On Aug 29, 2007, at 6:38 PM, Ian Lynagh wrote:
Hi,
On Tue, Aug 28, 2007 at 11:41:22AM -0400, Jan-Willem Maessen wrote:
golden :: Int32 golden = 1013904242 -- = round ((sqrt 5 - 1) * 2^32) :: Int32 -- was -1640531527 = round ((sqrt 5 - 1) * 2^31) :: Int32 -- but that has bad mulHi properties (even adding 2^32 to get its inverse) -- Whereas the above works well and contains no hash duplications for -- [-32767..65536]
hashInt32 :: Int32 -> Int32 hashInt32 x = mulHi x golden + x
This gives
map hashInt [0..16] [0,1,2,3,4,6,7,8,9,11,12,13,14,16,17,18,19]
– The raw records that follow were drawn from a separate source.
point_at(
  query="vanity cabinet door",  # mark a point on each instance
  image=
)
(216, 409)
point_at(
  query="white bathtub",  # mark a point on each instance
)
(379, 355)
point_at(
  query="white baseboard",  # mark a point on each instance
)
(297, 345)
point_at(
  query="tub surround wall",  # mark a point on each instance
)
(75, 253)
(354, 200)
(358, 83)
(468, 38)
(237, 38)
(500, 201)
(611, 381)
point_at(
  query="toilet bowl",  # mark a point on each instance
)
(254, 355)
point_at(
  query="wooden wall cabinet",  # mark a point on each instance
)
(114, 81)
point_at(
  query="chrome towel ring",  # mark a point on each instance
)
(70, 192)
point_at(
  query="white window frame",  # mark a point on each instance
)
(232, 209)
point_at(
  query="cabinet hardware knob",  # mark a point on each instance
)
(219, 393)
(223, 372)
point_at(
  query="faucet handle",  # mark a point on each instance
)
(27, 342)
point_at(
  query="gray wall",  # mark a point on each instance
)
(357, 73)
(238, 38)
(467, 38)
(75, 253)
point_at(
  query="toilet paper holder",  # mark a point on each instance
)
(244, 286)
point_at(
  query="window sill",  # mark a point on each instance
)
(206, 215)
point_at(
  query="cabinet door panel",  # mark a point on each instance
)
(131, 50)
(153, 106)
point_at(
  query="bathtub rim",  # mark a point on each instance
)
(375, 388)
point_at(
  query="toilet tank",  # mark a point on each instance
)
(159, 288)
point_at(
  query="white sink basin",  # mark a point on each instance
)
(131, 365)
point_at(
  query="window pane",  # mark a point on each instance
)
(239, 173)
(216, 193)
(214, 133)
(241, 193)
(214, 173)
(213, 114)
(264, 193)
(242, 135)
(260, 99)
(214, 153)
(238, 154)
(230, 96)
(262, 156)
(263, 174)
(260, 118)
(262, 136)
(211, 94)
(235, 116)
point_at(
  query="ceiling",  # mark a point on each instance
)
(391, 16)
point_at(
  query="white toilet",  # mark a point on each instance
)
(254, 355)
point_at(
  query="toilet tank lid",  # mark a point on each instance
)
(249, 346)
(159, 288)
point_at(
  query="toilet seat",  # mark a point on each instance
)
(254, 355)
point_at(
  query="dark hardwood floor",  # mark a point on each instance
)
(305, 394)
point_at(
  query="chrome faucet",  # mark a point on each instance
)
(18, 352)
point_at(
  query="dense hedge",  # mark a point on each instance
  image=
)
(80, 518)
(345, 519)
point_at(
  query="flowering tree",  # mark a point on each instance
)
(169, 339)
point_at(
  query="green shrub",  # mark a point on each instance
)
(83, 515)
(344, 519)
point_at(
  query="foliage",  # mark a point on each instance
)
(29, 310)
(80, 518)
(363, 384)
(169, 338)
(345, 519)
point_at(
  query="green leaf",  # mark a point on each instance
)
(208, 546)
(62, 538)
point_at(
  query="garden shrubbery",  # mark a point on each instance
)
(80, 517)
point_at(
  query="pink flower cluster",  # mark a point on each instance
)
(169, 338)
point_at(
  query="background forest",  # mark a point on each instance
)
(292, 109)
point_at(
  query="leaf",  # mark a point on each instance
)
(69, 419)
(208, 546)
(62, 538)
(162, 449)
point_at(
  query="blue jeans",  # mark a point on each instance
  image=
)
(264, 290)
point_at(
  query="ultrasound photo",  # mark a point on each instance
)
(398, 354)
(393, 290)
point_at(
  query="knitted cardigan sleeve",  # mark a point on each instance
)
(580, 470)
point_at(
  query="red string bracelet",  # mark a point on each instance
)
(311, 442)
-- (length $ group $ sort $ map hashInt [-32767..65536]) == 65536 + 32768
This test also passes for the
golden :: Int32 golden = -1640531527
hashInt :: Int -> Int32 hashInt x = fromIntegral x * golden
implementation, which has a very pretty distribution; graph at the bottom of http://www.brpreiss.com/books/opus4/html/page214.html
Recall that we're using the low-order bits of the hash code to index into the table. If the keys are always, say, multiples of 8 then the hash codes will always be multiples of 8 as well. We usually compensate in this case by using the *high-order* bits of the hash code for hash table indexing. I seem to recall considering this, but discovering that there were naive hash functions floating about somewhere that meant it would be a bad idea in practice (only the low bits would contain any data, and we'd hash everything to 0). I admit that I didn't think about just post-multiplying the result of the passed-in hash function by golden before looking at high bits. That of course results in gratuitous work if we've actually taken pains to design a decent hash function.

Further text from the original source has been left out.